Pitfall 4: Insufficient Degrees of Freedom

Problem: Simple parameterizations cannot satisfy all constraints simultaneously Solution: Analyze degrees of freedom before implementation; plan for more flexible parameterizations

Pitfall 5: Syntax Errors from Truncated Writes

Problem: File writes are truncated, leaving incomplete code Solution: Verify file content after every write by reading it back or attempting to import/execute

Pitfall 6: No Feasibility Analysis

Problem: Attempting optimization without verifying a solution exists Solution: Mathematically analyze constraints to establish feasibility before coding

Pitfall 7: Convergence to Local Minima

Problem: Optimization finds a local minimum that doesn't satisfy constraints Solution: Try multiple initializations; use grid search over discrete parameters; verify final solution

Pitfall 8: Floating-Point Precision Issues

Problem: Probability sum not exactly 1.0 due to floating-point arithmetic Solution: Use appropriate tolerances; normalize probabilities after construction; verify precision is acceptable for the task

KL Divergence Reference

Definitions

Forward KL (information projection):

D_KL(P || Q) = sum_i P(i) * log(P(i) / Q(i))

Backward KL (moment projection):

D_KL(Q || P) = sum_i Q(i) * log(Q(i) / P(i))

Properties

KL divergence is non-negative: D_KL >= 0
KL divergence is asymmetric: D_KL(P || Q) != D_KL(Q || P) in general
When Q is uniform over V elements: D_KL(P || Q) = log(V) - H(P)
KL divergence can be infinite if P has support where Q is zero

Closed-Form for Two-Group Distributions

For P with k elements at probability p_high and (V-k) elements at probability p_low, with Q uniform:

D_KL(P || Q) = k * p_high * log(p_high * V) + (V - k) * p_low * log(p_low * V)
D_KL(Q || P) = (1/V) * [k * log(1 / (V * p_high)) + (V - k) * log(1 / (V * p_low))]
             = (1/V) * [-k * log(V * p_high) - (V - k) * log(V * p_low)]

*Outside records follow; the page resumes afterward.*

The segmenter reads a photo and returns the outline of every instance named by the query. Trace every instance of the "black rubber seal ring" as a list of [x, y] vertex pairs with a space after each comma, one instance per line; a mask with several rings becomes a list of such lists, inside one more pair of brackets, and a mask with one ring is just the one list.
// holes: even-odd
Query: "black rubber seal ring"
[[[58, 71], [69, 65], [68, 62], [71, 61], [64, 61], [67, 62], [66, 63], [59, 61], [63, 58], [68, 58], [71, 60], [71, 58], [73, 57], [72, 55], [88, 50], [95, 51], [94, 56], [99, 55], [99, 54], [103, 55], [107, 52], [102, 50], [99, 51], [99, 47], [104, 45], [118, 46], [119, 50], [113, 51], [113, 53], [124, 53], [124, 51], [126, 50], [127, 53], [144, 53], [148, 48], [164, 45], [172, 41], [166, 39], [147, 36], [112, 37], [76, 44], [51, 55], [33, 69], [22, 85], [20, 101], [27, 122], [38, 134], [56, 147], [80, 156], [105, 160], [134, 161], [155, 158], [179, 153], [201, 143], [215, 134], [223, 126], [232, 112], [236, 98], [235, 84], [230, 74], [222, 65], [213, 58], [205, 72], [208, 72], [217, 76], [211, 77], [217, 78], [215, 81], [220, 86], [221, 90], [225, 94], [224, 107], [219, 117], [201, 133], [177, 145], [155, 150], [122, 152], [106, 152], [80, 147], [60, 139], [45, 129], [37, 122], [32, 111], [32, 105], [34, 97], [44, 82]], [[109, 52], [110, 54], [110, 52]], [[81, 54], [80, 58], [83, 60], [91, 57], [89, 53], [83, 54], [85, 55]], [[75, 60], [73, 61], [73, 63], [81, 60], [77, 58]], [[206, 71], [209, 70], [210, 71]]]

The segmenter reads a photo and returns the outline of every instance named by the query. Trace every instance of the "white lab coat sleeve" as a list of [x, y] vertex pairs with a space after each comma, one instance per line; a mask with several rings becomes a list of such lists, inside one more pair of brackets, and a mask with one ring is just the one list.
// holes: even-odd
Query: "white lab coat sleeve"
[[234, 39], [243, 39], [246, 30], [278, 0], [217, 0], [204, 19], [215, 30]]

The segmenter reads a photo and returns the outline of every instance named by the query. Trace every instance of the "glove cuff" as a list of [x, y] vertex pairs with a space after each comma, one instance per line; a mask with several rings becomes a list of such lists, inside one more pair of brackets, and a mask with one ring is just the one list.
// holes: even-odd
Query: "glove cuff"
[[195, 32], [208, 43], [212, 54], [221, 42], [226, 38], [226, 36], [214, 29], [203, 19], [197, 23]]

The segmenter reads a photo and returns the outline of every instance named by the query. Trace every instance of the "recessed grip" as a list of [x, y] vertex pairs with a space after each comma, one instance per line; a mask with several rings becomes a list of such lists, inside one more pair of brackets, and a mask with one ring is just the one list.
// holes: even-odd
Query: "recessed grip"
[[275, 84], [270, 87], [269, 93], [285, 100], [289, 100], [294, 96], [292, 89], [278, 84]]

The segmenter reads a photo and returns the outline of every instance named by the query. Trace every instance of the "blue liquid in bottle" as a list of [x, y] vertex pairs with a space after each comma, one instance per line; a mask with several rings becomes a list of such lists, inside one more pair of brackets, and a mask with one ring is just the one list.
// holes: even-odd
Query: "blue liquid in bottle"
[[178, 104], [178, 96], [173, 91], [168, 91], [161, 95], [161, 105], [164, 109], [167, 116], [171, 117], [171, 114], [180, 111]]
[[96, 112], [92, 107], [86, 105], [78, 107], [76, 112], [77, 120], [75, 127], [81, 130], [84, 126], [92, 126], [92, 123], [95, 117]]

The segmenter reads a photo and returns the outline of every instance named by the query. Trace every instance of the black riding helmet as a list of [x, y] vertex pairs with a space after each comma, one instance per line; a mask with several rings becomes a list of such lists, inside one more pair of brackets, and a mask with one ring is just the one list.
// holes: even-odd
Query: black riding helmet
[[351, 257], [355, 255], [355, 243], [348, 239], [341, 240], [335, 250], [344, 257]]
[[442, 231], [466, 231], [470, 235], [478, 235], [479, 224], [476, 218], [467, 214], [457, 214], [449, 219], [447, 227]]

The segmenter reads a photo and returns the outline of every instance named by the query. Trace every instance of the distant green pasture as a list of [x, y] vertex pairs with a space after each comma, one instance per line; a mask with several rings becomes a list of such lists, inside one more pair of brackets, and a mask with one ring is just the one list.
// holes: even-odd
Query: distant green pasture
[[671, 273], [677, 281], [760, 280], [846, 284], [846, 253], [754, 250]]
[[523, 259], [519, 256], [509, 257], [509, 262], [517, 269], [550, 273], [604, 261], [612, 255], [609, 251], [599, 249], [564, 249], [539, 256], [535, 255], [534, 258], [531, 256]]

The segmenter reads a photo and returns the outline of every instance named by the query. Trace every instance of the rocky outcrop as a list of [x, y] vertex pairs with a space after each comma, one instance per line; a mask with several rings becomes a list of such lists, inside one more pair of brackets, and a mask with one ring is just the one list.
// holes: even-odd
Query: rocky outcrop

Iterative Refinement Pattern

When initial approaches fail:

Diagnose the failure: Understand why constraints aren't satisfied
Check mathematical feasibility: Re-verify that a solution exists
Increase flexibility: Add more parameters or groups
Adjust optimization method: Try different solvers or initialization strategies
Verify incrementally: Test each component in isolation before integration

Avoid completely rewriting from scratch each time; instead, modularly modify specific components.